Fehler-Code 43 besagt


> Code 43: Dieses Gerät wurde angehalten, weil es Fehler gemeldet hat.
> Einer der Treiber, die das Gerät steuern, hat eine Fehlfunktion des Geräts an das Betriebssystem gemeldet. Weitere Informationen zur Problemdiagnose finden Sie in der Hardwaredokumentation.



Würde vorschlagen, eine Systemwiederherstellung durchzuführen, zum Zeitpunkt vor dem ersten Anstöpseln der Tastatur und dann den Treiber nochmal neu installieren. Beachte dabei die Anleitung. Manchmal muss das Gerät angeschlossen sein, manchmal nicht.


----------



## genodeftest (9. Dezember 2012)

Ist das Betriebssystem beides mal genau gleich (32Bit oder 64Bit, Home Premium, Professional, …)? Was wird im Geräte-Manager angezeigt? Dabei bitte sicherstellen, dass auch defekte/deaktivierte Geräte angezeigt werden – irgendwo im Menü gibts ne Option dazu. Dort gibt es evtl. auch Maßnahmen zur Problemlösung. Was ist das für eine Tastatur?


----------



## xetips (9. Dezember 2012)

Hallo,

also eine Systemwiederherstellung hat nicht funktioniert.

Was ich oben aber vergessen habe zu erwähnen ist, dass mir auch eine Meldung erscheint, dass der Treiber für den Coprozessor nicht installiert werden konnte. Ich habe diesen jetzt im Gerätemanager nun unter "Andere Geräte" stehen (Bild). Ich habe zwar im Internet gelesen, dass man einen Treiber aus der Liste der Treibersoftware des Computers installieren kann, aber ich weiß nicht so recht, welchen ich dort auswählen soll.





			
				genodeftest hat gesagt.:
			
		

> Ist das Betriebssystem beides mal genau gleich (32Bit oder 64Bit, Home Premium, Professional, …)? Was wird im Geräte-Manager angezeigt? Dabei bitte sicherstellen, dass auch defekte/deaktivierte Geräte angezeigt werden – irgendwo im Menü gibts ne Option dazu. Dort gibt es evtl. auch Maßnahmen zur Problemlösung. Was ist das für eine Tastatur?



Das Betriebssystem ist beide Male Windows 7 Home Premium 64Bit. Im Gerätemanager wird nur das angezeigt, was ich oben bereits beschrieben habe und die Maßnahmen zur Problemlösung haben alle nicht funktioniert.

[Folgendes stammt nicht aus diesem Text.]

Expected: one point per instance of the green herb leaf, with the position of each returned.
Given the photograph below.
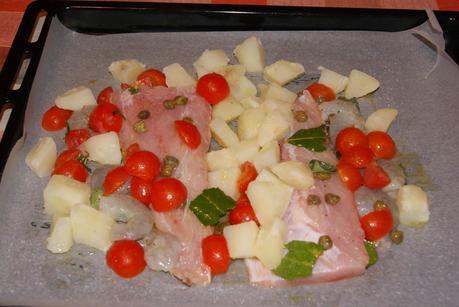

Die Tastatur ist eine G105 von Logitech.

MfG

xetips


----------



## genodeftest (10. Dezember 2012)

Hast du die ganzen Treiber von der Installations-CD bzw. vom Hersteller ( http://www.logitech.com/de-de/support/9214?section=downloads&crid=404 ) installiert? Gab es bei der Installation Fehlermeldungen?
Wenn das nichts hilft, dann probier folgendes:
1. Alle Treiber, die die Tastatur betreffen aus dem Geräte-Manager deinstallieren
2. PC Herunterfahren
3. PC vom Netz trennen (Stecker raus oder am Netzteil den Schalter betätigen)
4. ca. 30-40 Sekunden lang den Power-Knopf gedrückt halten, dann los lassen
5. PC wieder anschalten/anschließen und hochfahren
6. Treiber neu installieren
(Das hilft manchmal bei Problemen mit USB-Geräten, ich kann dir aber nicht erklären warum. Manchmal wird das als CMOS-Reset bezeichnet, was aber nicht das gleiche ist wie ein BIOS reset)


----------



## xetips (10. Dezember 2012)

Hallo,

ja die Treiber hatte ich alle installiert.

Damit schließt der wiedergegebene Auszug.